Artists impression of an attack on a sheep camp Colorado 1877
According to Robert Elman, author of ‘Badmen of the West’ the sheep wars ended because of the decline of open rangeland and changes in ranching practices, which removed the causes for hostilities.
 SILVER CREEK is marked by its authenticity (Chuck is an Arizona native) and its prominent women characters (which made me think of ‘HOMBRE’ a classic western movie set in Arizona with a strong female lead, played by Diane Cilento.)


Paul Newman and Diane Cilento in ‘Hombre’

The clash between cattlemen and sheepmen has often been touched upon in westerns, for example in the semi-comic movie THE SHEEPMAN (1958)



Glenn Ford in ‘The Sheepman’

and in THE VIRGINIAN: MEN FROM SHILOH episode ‘Last of the Comancheros.’



Ricardo Montalban in ‘Last of the Comancheros’
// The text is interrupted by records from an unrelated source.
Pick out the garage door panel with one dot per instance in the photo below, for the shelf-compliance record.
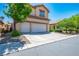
(38, 27)
(25, 27)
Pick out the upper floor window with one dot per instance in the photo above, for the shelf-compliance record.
(42, 13)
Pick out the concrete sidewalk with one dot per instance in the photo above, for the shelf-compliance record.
(67, 47)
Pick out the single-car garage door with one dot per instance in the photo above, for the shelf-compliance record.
(25, 27)
(35, 27)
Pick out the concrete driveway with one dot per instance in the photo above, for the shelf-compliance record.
(42, 37)
(68, 47)
(49, 45)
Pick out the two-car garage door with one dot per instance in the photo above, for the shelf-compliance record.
(33, 27)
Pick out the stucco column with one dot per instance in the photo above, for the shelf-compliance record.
(30, 27)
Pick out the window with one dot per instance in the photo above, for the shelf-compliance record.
(42, 13)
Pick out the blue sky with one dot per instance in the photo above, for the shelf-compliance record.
(57, 10)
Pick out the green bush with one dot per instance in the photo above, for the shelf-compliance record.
(15, 33)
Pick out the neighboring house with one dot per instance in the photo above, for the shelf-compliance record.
(37, 22)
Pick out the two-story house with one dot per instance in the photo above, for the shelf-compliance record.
(37, 22)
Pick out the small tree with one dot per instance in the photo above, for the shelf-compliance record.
(18, 11)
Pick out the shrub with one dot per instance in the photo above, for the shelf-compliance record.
(15, 33)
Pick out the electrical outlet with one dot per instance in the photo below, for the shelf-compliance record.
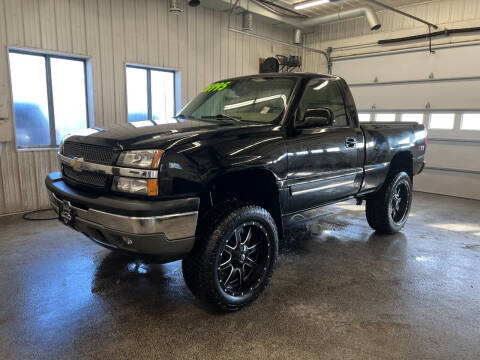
(3, 106)
(5, 130)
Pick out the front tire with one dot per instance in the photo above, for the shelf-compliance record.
(387, 210)
(233, 257)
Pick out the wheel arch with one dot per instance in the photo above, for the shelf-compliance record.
(256, 186)
(402, 161)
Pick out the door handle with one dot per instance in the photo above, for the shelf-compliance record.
(350, 143)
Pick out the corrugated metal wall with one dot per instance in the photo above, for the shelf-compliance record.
(452, 166)
(440, 12)
(111, 33)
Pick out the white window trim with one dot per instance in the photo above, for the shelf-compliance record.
(177, 79)
(55, 54)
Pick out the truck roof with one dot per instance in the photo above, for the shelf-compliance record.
(302, 75)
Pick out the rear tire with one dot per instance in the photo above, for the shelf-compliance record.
(387, 210)
(233, 257)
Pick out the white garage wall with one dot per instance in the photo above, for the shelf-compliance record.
(111, 33)
(452, 155)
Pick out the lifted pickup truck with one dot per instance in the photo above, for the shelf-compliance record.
(217, 187)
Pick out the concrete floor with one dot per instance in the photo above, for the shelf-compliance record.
(339, 292)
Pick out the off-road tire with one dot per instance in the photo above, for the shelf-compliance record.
(379, 205)
(200, 268)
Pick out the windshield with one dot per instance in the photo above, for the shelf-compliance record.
(259, 99)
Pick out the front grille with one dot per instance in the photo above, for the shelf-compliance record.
(91, 153)
(90, 179)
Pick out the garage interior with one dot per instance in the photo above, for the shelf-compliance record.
(339, 291)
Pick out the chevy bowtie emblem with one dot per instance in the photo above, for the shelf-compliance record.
(76, 164)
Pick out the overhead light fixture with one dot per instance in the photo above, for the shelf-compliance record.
(309, 3)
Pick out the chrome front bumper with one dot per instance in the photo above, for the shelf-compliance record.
(165, 229)
(174, 226)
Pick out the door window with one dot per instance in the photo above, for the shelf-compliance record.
(324, 93)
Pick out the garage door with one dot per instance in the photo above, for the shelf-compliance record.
(443, 91)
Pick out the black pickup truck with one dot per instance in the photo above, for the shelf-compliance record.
(218, 187)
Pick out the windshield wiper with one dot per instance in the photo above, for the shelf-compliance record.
(221, 116)
(181, 116)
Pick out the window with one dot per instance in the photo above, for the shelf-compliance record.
(49, 97)
(412, 117)
(321, 93)
(444, 121)
(385, 117)
(470, 121)
(150, 94)
(364, 117)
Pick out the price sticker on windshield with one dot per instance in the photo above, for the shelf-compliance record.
(217, 86)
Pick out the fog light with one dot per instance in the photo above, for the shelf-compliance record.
(127, 240)
(135, 186)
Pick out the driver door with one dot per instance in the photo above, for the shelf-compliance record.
(323, 160)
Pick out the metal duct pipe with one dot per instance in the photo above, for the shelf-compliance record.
(366, 11)
(304, 25)
(297, 37)
(173, 7)
(247, 21)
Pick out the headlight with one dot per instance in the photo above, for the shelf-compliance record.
(143, 159)
(135, 186)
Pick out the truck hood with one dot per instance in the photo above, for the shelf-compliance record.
(148, 134)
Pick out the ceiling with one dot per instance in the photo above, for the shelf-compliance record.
(333, 7)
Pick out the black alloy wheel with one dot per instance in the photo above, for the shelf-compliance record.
(245, 258)
(400, 203)
(233, 257)
(387, 210)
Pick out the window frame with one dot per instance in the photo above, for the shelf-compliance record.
(394, 113)
(177, 97)
(432, 113)
(48, 55)
(342, 95)
(462, 114)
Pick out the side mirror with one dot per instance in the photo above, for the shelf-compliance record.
(315, 118)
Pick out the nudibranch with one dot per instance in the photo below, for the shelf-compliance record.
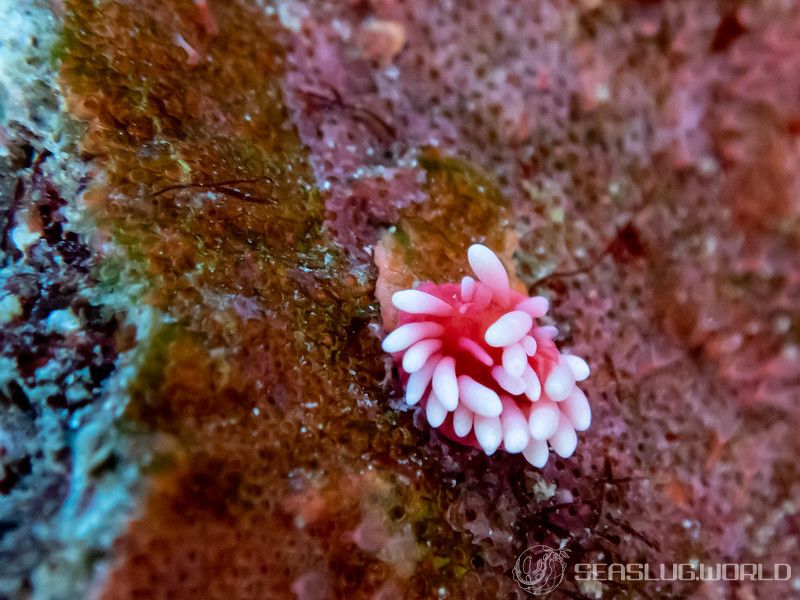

Arizona settlers and ranchers clashing over water rights was the subject of ‘THE MARAUDERS’ an unusually dark and (for its time) brutal movie of 1955.  


REVIEWS: ‘Heart stopping read… Tyrell is a master of painting emotions that ring true.’


Gripping western read… plenty of suspense and sweeping visuals of the harsh Arizona landscape.’

‘Chuck Tyrell is a great western writer. He knows the country, and he lets the reader see the vistas, smell the wood smoke, hear the creak of leather, and feel the grit of sand in the beans. … made me homesick for the high desert.’

‘If you like a good adventure. If you like westerns. If you like strong, flawed heroes. If you like writing where the setting is like another character, then you'll like Chuck Tyrell's Return to Silver Creek.’

A fine story-teller doing what he does best… Not just a "good" reading experience, it's a revelation. …Tyrell is particularly good with women in his western tales, and Laura is one of his finest creations.’

‘Picturesque landscape and characters come alive through the adept story telling. A must read for any western literature buff, and a great story for those who think they would like to try a western.’